On the other hand, assuming this latest deal can be closed, and the bank come through with the other money, SOU can see its way to Phase 2 production which has to be good. TE4 volumes, if realised, would add about 75% to the ultimately recoverable value for the horst which offsets some of the value given away. More certainty is good. But I don't see any of this increasing the target SP price in the short to medium term. SOU will have to navigate its debt commitments very carefully. Any delays to Phase 1 will leave it needing yet more funds next year.
LOL. Someone had a lot of time on their hands but I like it.
His comments in earlier blogs merely said that BEY was rubbish at organising a farmout and that the loan note would result in a "death spiral" whereby Goodman acquired control of the company. He never suggested Ryan would refuse the lease undertaking, so any claim that he had a crystal ball is revisionist.
Biz Post: Directors of Barryroe Offshore Energy consider winding up firm as it faces insolvency
https://www.businesspost.ie/news/directors-of-barryroe-offshore-energy-consider-winding-up-firm-as-it-faces-insolvency/
As someone who will lose a packet, I thank god this old dog is about to put out of its misery. Successive management have been worse than useless -- their only talent was to play PIs like a fiddle -- and the latest bunch have been the worst of the lot. I don't recall the current CEO putting out one scintilla of information other than what was mandated. I always thought the latest placing was a bad joke, allegedly an "opportunity for shareholders to continue to fully participate in the Barryroe project" which was a sort of strange euphemism for "you will be immediately diluted by 90%". Now it turns out that the placing and EGM were timed for exactly a month before BEY would be completely flat broke. The supreme irony is that the plan was stymied by the equally useless Eamon Ryan. All that remains is for Goodman to buy the whole thing for £1 for some tax avoidance scheme, and the whole pathetic saga will be finally over.
Ryan's ass is well covered by his decision to engage external consultants. I quote:
"I, the, the, we did an assessment including a lot of independent outside experts to give a very independent and a rigorous view. We did not rush this, it wasn't done on a political basis it was done on a purely rational assessment by the department of whether the project was, was able to meet its conditions as set out in the license agreement, a view clearly and strong advice to me that was, was it wasn't and, and, that's part, that wazzizza said, eh, eh, the decision that ..."

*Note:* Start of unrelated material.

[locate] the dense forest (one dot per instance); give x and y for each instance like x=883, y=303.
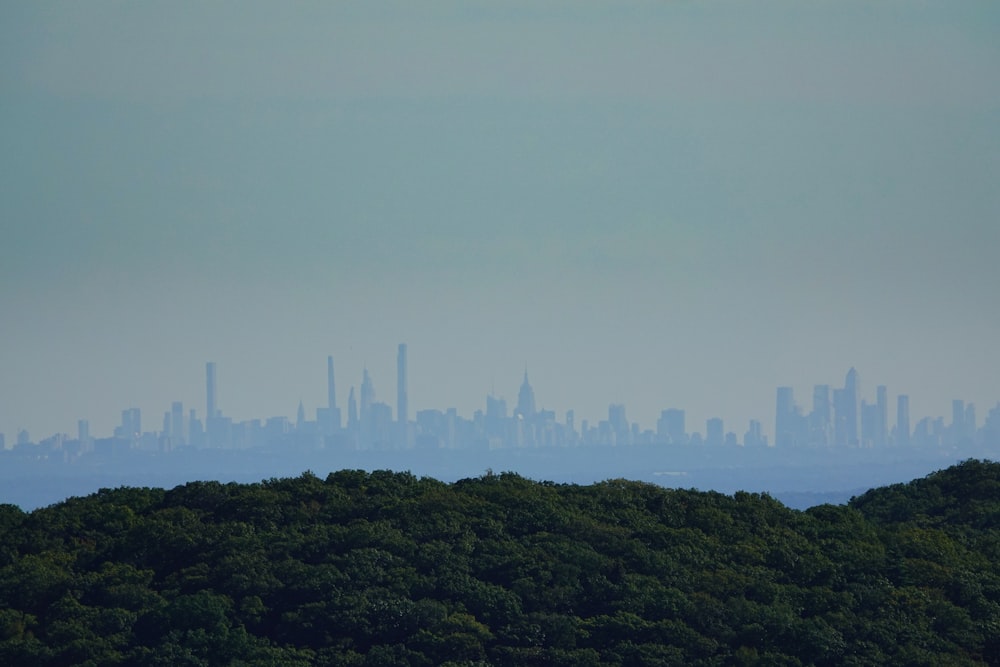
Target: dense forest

He may be a moron but he's a cunning one in the style of Baldrick. No court is going to determine that Ryan was "malevolent". They can only determine if he applied the law as it is written. And that's a problem since the law leaves a lot up to the discretion of the minister. I would think the main argument against Ryan would be that he misapplied the investment cover clause of the guidelines since BEY came up with alternative specific financial arrangements (the loan note) as allowed under section 7. But the onus is on BEY to prove the sufficiency of this and "iut will be at the Department’s sole discretion as to whether such reasoning and evidence is satisfactory" .
But like I said, the cause for pessimism doesn't hinge on any of this. Retail shareholders are getting wiped out regardless.
This is nothing like the Rockhopper case. Nobody in that case disputed that Rockhopper were entitled to a license, or that the Italian government's legislative change amounted to an expropriation. The only thing in dispute was how the lost license should be valued.
Here, Ryan is saying that BEY/LOGP is not entitled to a petroleum lease at all on the basis of financial capacity. A claim for compensation under the ECT would therefore have no chance unless DECC's assessment was first challenged and overturned. A judicial review sounds like a better bet as it might assess whether Ryan invoked 6.2 of the guidelines to the total exclusion of 7.a.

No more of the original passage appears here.